なにせ、これは冬休み宿題であると同時に、古代文明の遺物の意思でもあるのだ。
一国の女王が手伝うに値するイベントだ。
そもそも、どうして女王陛下が手伝うことになったかといえば。
きっかけは、三時間ほど前のこと。
コタツを利用して宿題のスピードアップ作戦を実行しようとしたローラたち三人だが、自力でコタツから抜け出せず、「たすけてー」と叫ぶ羽目になっていた。

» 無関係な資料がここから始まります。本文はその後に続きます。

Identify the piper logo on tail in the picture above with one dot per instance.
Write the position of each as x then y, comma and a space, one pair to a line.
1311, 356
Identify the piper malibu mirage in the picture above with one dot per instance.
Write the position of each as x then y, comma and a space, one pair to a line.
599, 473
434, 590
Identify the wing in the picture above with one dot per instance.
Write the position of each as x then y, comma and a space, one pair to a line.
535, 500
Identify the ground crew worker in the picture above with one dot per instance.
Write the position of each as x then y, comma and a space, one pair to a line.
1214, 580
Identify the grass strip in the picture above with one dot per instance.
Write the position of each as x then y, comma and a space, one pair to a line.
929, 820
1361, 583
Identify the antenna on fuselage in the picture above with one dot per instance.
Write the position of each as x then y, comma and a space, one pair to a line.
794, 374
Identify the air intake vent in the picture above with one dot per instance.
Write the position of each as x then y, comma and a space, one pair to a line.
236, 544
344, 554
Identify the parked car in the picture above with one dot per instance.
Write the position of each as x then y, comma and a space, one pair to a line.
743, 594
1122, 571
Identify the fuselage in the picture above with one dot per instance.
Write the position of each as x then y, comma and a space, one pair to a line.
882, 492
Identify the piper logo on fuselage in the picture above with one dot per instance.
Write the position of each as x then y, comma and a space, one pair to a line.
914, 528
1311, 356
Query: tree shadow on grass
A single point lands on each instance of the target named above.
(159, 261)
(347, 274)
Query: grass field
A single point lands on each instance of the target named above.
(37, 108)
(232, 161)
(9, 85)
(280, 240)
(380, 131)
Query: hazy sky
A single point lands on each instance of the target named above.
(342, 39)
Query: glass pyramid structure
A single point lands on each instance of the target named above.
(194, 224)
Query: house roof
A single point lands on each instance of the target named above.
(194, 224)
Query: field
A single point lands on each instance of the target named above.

ハクが引っ張って助けようとしてくれたが、力が弱すぎて無理だった。
そこに散歩中の女王陛下とメイドさんがやってきて、引っ張り出してくれたのだ。
朝の九時頃から初めて、そろそろお昼。
女王陛下もメイドさんも、ずっと手伝ってくれている。
何て親切な人たちだろうか。
と、ローラが感動していると。
「あ、いかんいかん。流石にもう付き合っていられんぞ。妾とてやることがあるのじゃからな」
「えー。じゃあ午後はどうやって宿題をやったらいいんですかー?」
「午後はコタツに頼らず、普通にやればいいじゃろうが。本来、宿題とはそういうものじゃ」
女王陛下は正論を残して去って行った。
「うーん……手伝ってくれる人がいなきゃダメですね。陛下が言うとおり、午後はシャーロットさんの家にでも言って、普通にやるしかないです」
「その前に、お昼ご飯を食べにラン亭に行きたいですわ」
「ラン亭、賛成。ところでマザーコタツは午後どうするの?」
アンナが尋ねると、
「我はここでひなたぼっこだ。ずっと土の下に眠っていたから、空が見えるだけでも嬉しいものだ」
マザーコタツはそんなことを言い出した。
意外とのんびりした性格らしい。
大賢者と気が合いそうだ。
「……色々大変だったんだね」
「トラブルもありましたが、地上に出ることができてよかったですわ~~」
「マザーコタツが発掘されたのはガザード家のおかげですからね。やはりガザード家は凄いです」
「おーっほっほっ。今にわたくしが、ガザード家を再び最強の魔法使いの家系にしてみせますわー!」
高笑いするシャーロットを先頭にして、ラン亭に向かう。
ラーメンを食べて、午後はシャーロットの家でのんびりと宿題だ。
宿題をしていたらシャーロットの母クリスティーナが、昨日と同じくカフェオレを持ってきてくれた。
「お父様はまた鉱山ざます。コタツがいなくなったから、工事の遅れを取り戻すざます。シャロちゃまたちも宿題を頑張るざます」
「「「はーい」」」
「ぴー」
「何なら、わたくしが宿題頑張れ踊りを踊ってあげるざます」
「お母様。邪魔しないでくださいまし」
「……シャロちゃまが反抗期ざます!」
クリスティーナはふてくされて部屋を出て行った。
しかしクリスティーナがいようといまいと、宿題の進みが遅いのは変わらない。
一問解いてはハクと遊び、一問解いてはだらっとし、一問解いてはお菓子を食べる。
そうしているうちに、外が茜色になってきた。
「凄い! 私たち、朝から夕方まで宿題していましたよ! いやぁ、真面目ですねぇ」
「午前はともかく、午後は半分以上遊んでたと思うんだけど……」
アンナの指摘通り、半分以上遊んでいた。
だが勉強しようという気持ちだけはあった。
気持ちだけでも宿題に向かっていたことを褒めて欲しい。
ローラは褒められて伸びる子なのだ。きっと。